Os olhos da Doutora se enevoaram. Havia um nó na garganta.
“Não apenas de mim, mas de futuros amigos. Tempos e lugares futuros. Ativei o modo de gravação na TARDIS, telepaticamente vinculado à sua extração de dados. Portanto, se você estiver se sentindo entediado, sozinho ou triste, basta acessar o banco de dados e recuperar uma memória favorita. Ele continuará gravando até você pedir para parar. Todas as suas aventuras, todas as suas histórias não serão desperdiçadas. Elas sempre estarão aqui, esperando por você, como um arquivo. Vivo por toda a eternidade.”
Atordoada, a Doutora assistiu a um fluxo de texto aparecendo na tela. Aventuras antigas, registradas em uma longa lista que aparentemente rolava para sempre.
“Alguns dos primeiros podem ter lacunas, desculpe por isso. Você sabe como é a TARDIS com a integração de novos sistemas. ”
A TARDIS resmungou em desaprovação.
“De qualquer forma, é melhor eu ir ou vou me atrasar para a escola. Espero que esta mensagem chegue até você algum dia. Quando você mais precisar.”
Com um sorriso final, a imagem de Susan piscou e depois evaporou. A Doutora olhou para o espaço vazio por um longo tempo. Segundos, pelo menos.

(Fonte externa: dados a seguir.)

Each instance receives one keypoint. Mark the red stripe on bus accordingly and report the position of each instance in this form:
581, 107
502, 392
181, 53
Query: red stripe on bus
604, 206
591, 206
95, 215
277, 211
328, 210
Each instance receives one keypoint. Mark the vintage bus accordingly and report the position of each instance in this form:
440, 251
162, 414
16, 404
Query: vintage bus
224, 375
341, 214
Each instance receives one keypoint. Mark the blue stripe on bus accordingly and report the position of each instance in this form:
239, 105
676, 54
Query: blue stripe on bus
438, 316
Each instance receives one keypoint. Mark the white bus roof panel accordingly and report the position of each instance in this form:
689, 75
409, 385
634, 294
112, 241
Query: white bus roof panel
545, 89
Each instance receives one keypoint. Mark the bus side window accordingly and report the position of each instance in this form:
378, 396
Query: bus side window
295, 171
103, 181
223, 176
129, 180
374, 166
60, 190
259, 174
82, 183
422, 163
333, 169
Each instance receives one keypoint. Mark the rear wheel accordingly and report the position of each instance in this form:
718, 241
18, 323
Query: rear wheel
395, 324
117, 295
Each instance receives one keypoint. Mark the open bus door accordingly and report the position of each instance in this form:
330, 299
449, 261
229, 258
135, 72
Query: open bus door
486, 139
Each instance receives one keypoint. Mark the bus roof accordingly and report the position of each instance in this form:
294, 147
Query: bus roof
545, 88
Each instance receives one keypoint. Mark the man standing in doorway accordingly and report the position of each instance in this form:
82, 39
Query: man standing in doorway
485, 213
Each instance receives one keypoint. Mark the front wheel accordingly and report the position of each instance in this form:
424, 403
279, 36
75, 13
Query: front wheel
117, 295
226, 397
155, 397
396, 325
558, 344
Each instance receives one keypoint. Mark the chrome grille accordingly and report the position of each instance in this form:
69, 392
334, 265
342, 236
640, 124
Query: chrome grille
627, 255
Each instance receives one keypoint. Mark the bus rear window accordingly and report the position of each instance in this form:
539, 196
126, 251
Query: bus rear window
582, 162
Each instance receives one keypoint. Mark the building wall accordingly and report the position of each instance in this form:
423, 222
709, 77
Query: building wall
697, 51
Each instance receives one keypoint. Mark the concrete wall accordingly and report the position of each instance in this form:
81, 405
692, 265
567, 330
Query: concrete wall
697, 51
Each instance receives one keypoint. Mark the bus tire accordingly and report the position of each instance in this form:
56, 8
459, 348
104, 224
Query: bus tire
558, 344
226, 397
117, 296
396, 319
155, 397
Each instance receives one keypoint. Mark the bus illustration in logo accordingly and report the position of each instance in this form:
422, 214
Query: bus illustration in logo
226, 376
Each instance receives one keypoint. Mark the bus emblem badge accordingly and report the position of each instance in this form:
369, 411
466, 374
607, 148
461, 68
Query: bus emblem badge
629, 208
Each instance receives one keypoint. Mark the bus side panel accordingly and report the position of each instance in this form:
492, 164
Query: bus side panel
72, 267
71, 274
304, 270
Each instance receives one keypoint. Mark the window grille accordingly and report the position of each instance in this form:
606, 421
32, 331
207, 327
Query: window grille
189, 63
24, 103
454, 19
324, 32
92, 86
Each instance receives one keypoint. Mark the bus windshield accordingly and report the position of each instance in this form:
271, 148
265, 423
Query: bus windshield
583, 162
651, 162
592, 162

Então ela entrou em ação, percorrendo a lista interminável de títulos, sem saber por onde começar. ‘Crisis on Poosh,’ ‘Genesis Of The Daleks’, ‘Attack Of The Postmen’, ‘The Timelash’, ‘100,000 a.C’ – também conhecido como An Unearthly Child, que também é conhecido como Aquele na Idade da Pedra.
“O sistema de etiquetagem inteligente é um pouco aleatório”, pensou a Doutora, com o dedo pairando sobre o botão de ativação. Finalmente, ela fez sua seleção – e pressionou PLAY.
O console da TARDIS piscou novamente. Resultado! Os biscoitos de creme foram reabastecidos! A Doutora arrancou ansiosamente um do dispensador e recostou-se para assistir a imagens nebulosas se formarem na tela.
Enquanto mastigava, decidiu que iria fazer uma vídeo chamada com Graham, Ryan e Yaz mais tarde, mas, por enquanto, estava distraída com o presente que Susan havia deixado para trás; um suprimento infinito de histórias; um cobertor confortável de boas lembranças e velhos amigos.
E um lembrete.
Que ela nunca, jamais, estava sozinha.